In Ocelot, each transformation will be a callable function or class that will take one argument - all datasets - and return all datasets. The actual data will not be changed, as it will be immutable; rather, a new version of the data will be created at each transformation step. The functioning of each transformation process can change depending on the system model configuration, and if any such configuration information is required the function will be curried ahead of time. It is also possible that multiple dispatch will be used to handle the same function in different system model contexts. Ideally, the main system model algorithm will be as simple as:
for function in prepared_and_ordered_functions:
data = function(data)
What does this programming paradigm bring to the table? There are several advantages.
First, and most importantly, each transforming function will a small and self-contained section of code, making it easy to understand and test. Functional programming, if done correctly, should have no side-effects, so each function can be independently tested. Ensuring consistent and error-free applications of system models is one of the design goals of Ocelot, and this separation of concerns will help us achieve that goal. An idealized transformation function will look like this:
new_data = [do_something(dataset) for dataset in data]
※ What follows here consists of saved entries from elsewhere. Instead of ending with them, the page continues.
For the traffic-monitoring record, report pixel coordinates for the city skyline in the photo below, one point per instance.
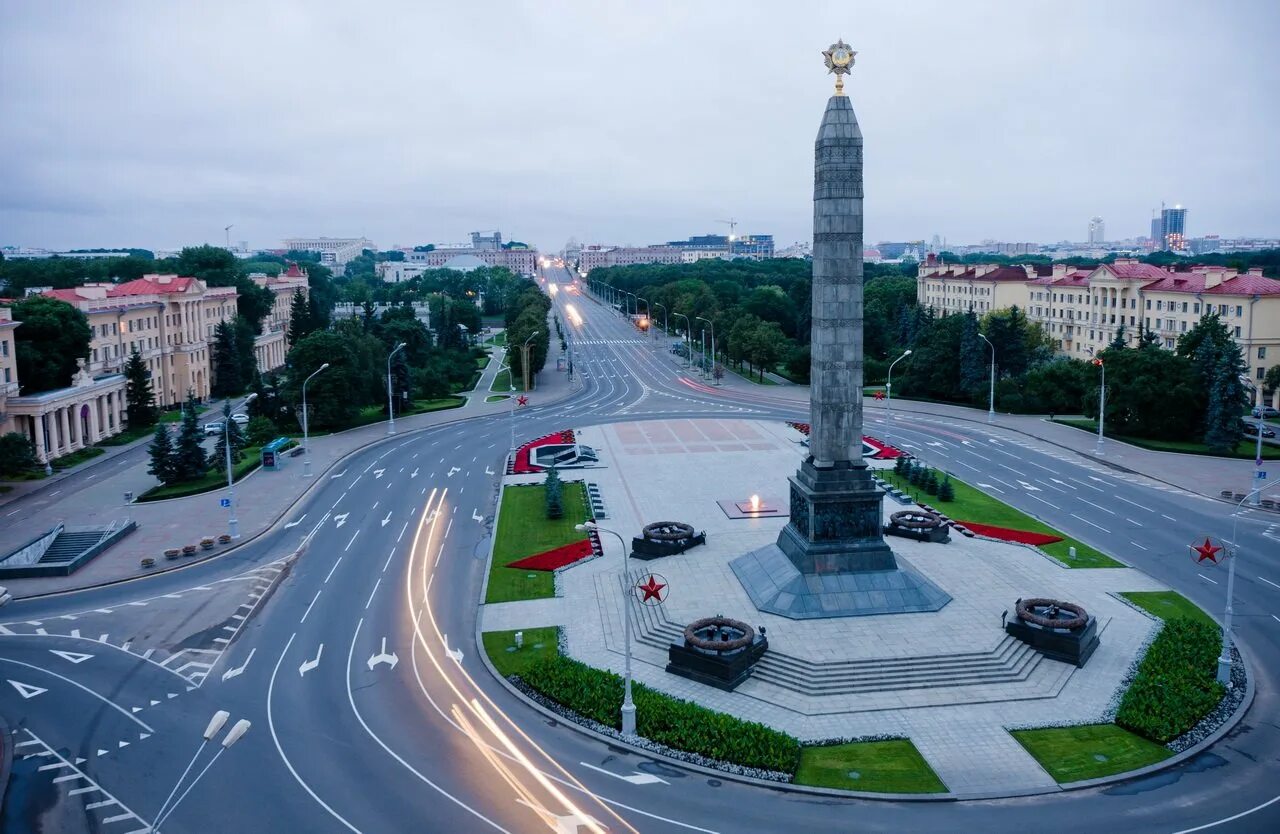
(481, 120)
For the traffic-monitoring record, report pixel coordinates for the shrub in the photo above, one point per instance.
(1175, 686)
(597, 695)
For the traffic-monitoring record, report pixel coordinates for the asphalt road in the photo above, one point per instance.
(347, 637)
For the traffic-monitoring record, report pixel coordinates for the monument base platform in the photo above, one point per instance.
(776, 586)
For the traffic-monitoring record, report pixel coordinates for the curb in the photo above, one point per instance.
(272, 525)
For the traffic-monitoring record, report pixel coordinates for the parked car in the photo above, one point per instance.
(1251, 430)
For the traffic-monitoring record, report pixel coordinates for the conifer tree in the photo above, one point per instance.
(140, 398)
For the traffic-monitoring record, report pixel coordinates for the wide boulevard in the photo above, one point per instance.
(347, 636)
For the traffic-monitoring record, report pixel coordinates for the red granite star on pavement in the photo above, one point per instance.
(1207, 551)
(652, 589)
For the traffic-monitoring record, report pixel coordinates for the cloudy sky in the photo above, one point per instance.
(156, 124)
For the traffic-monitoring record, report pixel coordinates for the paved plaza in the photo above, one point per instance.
(951, 681)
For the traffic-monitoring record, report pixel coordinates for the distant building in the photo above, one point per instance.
(1097, 230)
(333, 251)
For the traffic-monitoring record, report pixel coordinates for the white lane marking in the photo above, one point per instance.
(81, 686)
(1091, 523)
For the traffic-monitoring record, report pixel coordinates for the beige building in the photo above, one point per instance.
(1083, 310)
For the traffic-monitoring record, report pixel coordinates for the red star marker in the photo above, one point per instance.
(1207, 551)
(652, 589)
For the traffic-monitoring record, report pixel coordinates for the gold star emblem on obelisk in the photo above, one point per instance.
(839, 59)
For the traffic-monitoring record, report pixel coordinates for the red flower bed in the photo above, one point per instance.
(1005, 534)
(556, 557)
(521, 464)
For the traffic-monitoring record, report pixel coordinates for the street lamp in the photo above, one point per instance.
(215, 725)
(391, 404)
(306, 436)
(689, 347)
(713, 348)
(629, 708)
(888, 397)
(991, 402)
(232, 523)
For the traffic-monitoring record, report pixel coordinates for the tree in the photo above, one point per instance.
(138, 395)
(17, 453)
(218, 457)
(225, 361)
(161, 456)
(554, 498)
(49, 342)
(188, 452)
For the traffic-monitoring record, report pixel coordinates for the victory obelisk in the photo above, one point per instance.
(831, 558)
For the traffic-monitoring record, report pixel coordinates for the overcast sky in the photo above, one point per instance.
(156, 124)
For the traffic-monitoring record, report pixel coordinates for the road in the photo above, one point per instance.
(347, 637)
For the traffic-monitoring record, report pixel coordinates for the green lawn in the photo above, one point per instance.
(976, 505)
(1168, 605)
(1072, 754)
(525, 530)
(890, 766)
(214, 479)
(1244, 449)
(508, 660)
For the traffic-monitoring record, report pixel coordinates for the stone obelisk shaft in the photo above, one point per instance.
(836, 369)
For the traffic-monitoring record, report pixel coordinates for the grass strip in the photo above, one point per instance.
(524, 530)
(885, 766)
(1073, 754)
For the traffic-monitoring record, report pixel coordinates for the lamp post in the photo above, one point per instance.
(991, 402)
(713, 348)
(629, 708)
(306, 422)
(391, 403)
(232, 523)
(689, 347)
(215, 725)
(888, 397)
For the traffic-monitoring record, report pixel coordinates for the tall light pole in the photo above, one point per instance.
(306, 422)
(391, 403)
(232, 523)
(629, 708)
(689, 344)
(991, 402)
(1102, 403)
(713, 347)
(888, 397)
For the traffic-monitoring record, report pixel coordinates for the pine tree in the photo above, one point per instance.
(554, 498)
(300, 317)
(1225, 398)
(188, 453)
(138, 395)
(225, 361)
(161, 456)
(218, 457)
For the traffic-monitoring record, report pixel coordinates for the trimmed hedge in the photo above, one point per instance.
(597, 695)
(1176, 684)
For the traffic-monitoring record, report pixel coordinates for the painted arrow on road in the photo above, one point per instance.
(74, 656)
(26, 690)
(307, 665)
(232, 673)
(383, 656)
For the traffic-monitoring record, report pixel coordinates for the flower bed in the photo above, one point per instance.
(1006, 534)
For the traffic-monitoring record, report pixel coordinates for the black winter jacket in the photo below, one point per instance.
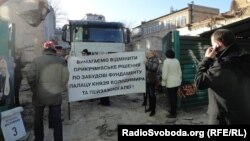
(229, 76)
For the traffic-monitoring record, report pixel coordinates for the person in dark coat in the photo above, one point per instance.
(151, 63)
(225, 70)
(17, 76)
(48, 76)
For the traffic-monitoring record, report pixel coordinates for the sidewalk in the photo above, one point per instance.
(92, 122)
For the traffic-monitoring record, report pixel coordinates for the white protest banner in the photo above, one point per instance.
(12, 124)
(106, 75)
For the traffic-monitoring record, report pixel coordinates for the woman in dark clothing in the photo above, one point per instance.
(152, 64)
(225, 69)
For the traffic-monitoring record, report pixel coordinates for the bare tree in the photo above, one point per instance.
(59, 13)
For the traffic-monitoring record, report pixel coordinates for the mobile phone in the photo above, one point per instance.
(216, 47)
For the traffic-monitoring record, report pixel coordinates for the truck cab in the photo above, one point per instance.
(95, 36)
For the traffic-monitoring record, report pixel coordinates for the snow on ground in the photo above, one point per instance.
(92, 122)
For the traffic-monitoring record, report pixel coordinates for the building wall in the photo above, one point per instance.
(28, 38)
(242, 3)
(149, 34)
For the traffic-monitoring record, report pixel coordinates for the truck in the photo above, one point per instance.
(96, 36)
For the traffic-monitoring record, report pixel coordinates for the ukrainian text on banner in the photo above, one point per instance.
(106, 75)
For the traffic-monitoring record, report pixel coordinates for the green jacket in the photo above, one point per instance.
(48, 76)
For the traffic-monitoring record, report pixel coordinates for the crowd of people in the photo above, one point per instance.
(223, 71)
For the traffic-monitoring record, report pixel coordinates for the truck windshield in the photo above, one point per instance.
(110, 35)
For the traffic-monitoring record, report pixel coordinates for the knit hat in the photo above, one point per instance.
(85, 51)
(48, 44)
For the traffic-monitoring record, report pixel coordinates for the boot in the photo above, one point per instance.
(152, 113)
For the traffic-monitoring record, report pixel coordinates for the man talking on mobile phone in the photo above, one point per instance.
(225, 71)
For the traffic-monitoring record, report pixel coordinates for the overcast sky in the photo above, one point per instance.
(132, 12)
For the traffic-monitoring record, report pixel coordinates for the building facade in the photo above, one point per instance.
(149, 34)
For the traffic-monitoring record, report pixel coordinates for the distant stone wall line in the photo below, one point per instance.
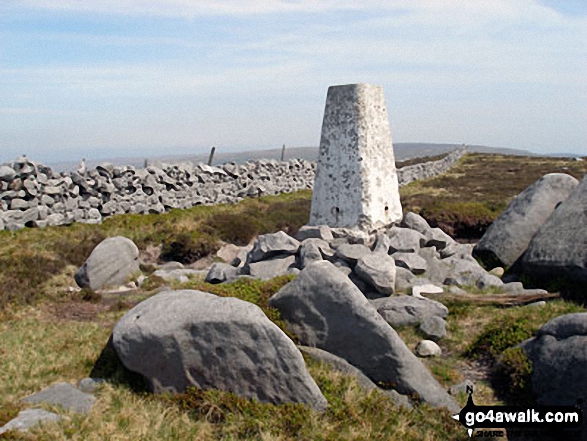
(33, 195)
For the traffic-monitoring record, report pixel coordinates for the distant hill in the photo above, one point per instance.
(403, 151)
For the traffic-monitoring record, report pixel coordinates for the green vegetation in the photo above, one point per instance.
(513, 326)
(466, 199)
(514, 375)
(51, 333)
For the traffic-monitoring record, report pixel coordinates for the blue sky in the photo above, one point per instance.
(83, 78)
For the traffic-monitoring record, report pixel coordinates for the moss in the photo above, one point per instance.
(500, 335)
(513, 375)
(187, 248)
(87, 295)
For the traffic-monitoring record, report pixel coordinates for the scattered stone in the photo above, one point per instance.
(404, 240)
(221, 272)
(558, 249)
(498, 271)
(65, 395)
(428, 348)
(352, 252)
(213, 342)
(461, 388)
(427, 288)
(433, 327)
(439, 239)
(268, 269)
(324, 309)
(171, 265)
(346, 368)
(309, 252)
(559, 360)
(509, 235)
(410, 261)
(378, 270)
(538, 304)
(404, 280)
(111, 263)
(90, 385)
(355, 147)
(7, 173)
(28, 418)
(314, 231)
(415, 222)
(180, 275)
(406, 310)
(270, 245)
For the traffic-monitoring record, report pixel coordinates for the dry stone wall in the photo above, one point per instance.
(33, 195)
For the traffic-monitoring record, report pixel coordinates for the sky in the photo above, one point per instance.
(116, 78)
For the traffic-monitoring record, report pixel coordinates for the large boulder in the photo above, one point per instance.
(111, 263)
(508, 237)
(178, 339)
(270, 245)
(378, 270)
(326, 310)
(559, 360)
(559, 248)
(408, 310)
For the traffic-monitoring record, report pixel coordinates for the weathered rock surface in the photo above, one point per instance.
(213, 342)
(111, 263)
(65, 395)
(433, 327)
(341, 365)
(270, 245)
(559, 360)
(405, 310)
(507, 238)
(378, 270)
(314, 232)
(324, 309)
(28, 418)
(221, 272)
(559, 248)
(108, 190)
(428, 348)
(268, 269)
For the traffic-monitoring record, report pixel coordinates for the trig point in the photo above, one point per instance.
(356, 181)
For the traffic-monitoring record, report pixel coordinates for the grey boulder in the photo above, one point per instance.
(28, 418)
(378, 270)
(213, 343)
(559, 248)
(433, 327)
(343, 366)
(268, 269)
(111, 263)
(408, 310)
(270, 245)
(325, 309)
(65, 395)
(221, 272)
(314, 231)
(507, 238)
(404, 240)
(559, 360)
(411, 261)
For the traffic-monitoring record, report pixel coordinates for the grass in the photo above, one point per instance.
(51, 333)
(466, 199)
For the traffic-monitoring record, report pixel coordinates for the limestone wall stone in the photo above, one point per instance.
(33, 195)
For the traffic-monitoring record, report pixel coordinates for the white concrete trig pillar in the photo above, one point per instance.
(356, 182)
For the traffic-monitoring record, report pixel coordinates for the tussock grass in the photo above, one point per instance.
(466, 199)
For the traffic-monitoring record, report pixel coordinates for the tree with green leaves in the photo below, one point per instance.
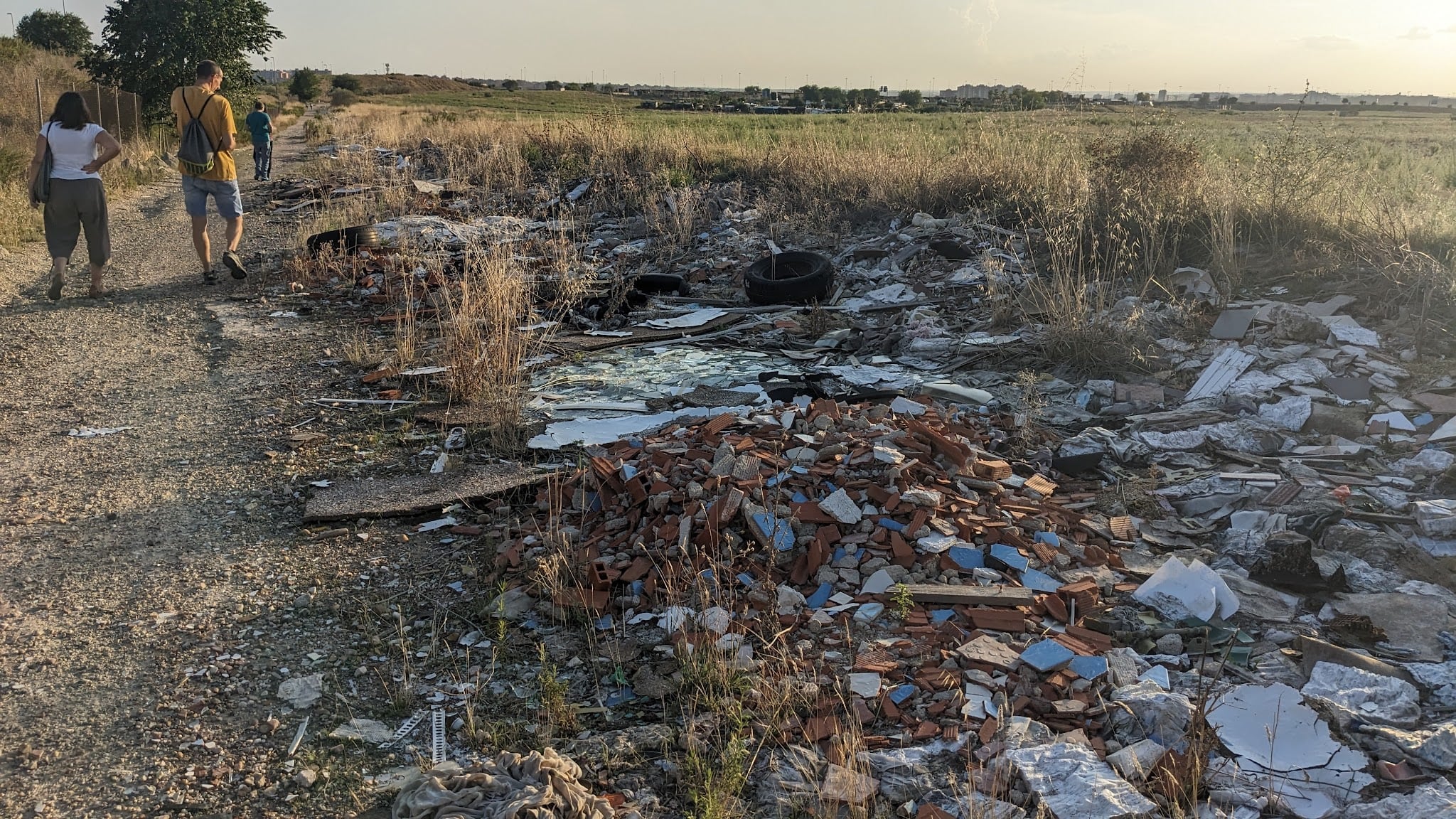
(150, 47)
(54, 31)
(305, 85)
The lack of side effects or mutable state can also be a big help when dealing with complicated system modeling options. Those of you who have read through the data quality guidelines know that some system rules can include a complex set of interdependencies. For example, the long-term consequential model uses technology rules to choose the marginal producer of a technosphere flow, but only after excluding certain technologies due to political restrictions. We intend to split this if statement into two separate functions - one of which will remove technologies which are politically limited, and another which will choose the most modern among the remaining technologies. In addition to getting working versions of each system model choice in computer code, this division can really help everyone better understand exactly what, when, and how the different system models function.
In theory, the use of immutable data structures and transforming functions will also make it easy to parallelize the application of the system models. We will test whether there are benefits in the real world - libraries like multiprocessing or scoop still require serialization of data structures, which might negate the speed benefits of distributed processing.
Finally, logging the changes in each transforming step can make it easy to backtrack calculations and locate errors when they occur. This logging is against the strict interpretation of functional programming, as logs are a change in state, or a side effect of a function, but most rules need to be broken every now and then. Logging the data at each step can also make it possible to only run certain parts of the transformation chain, starting from the last known good data.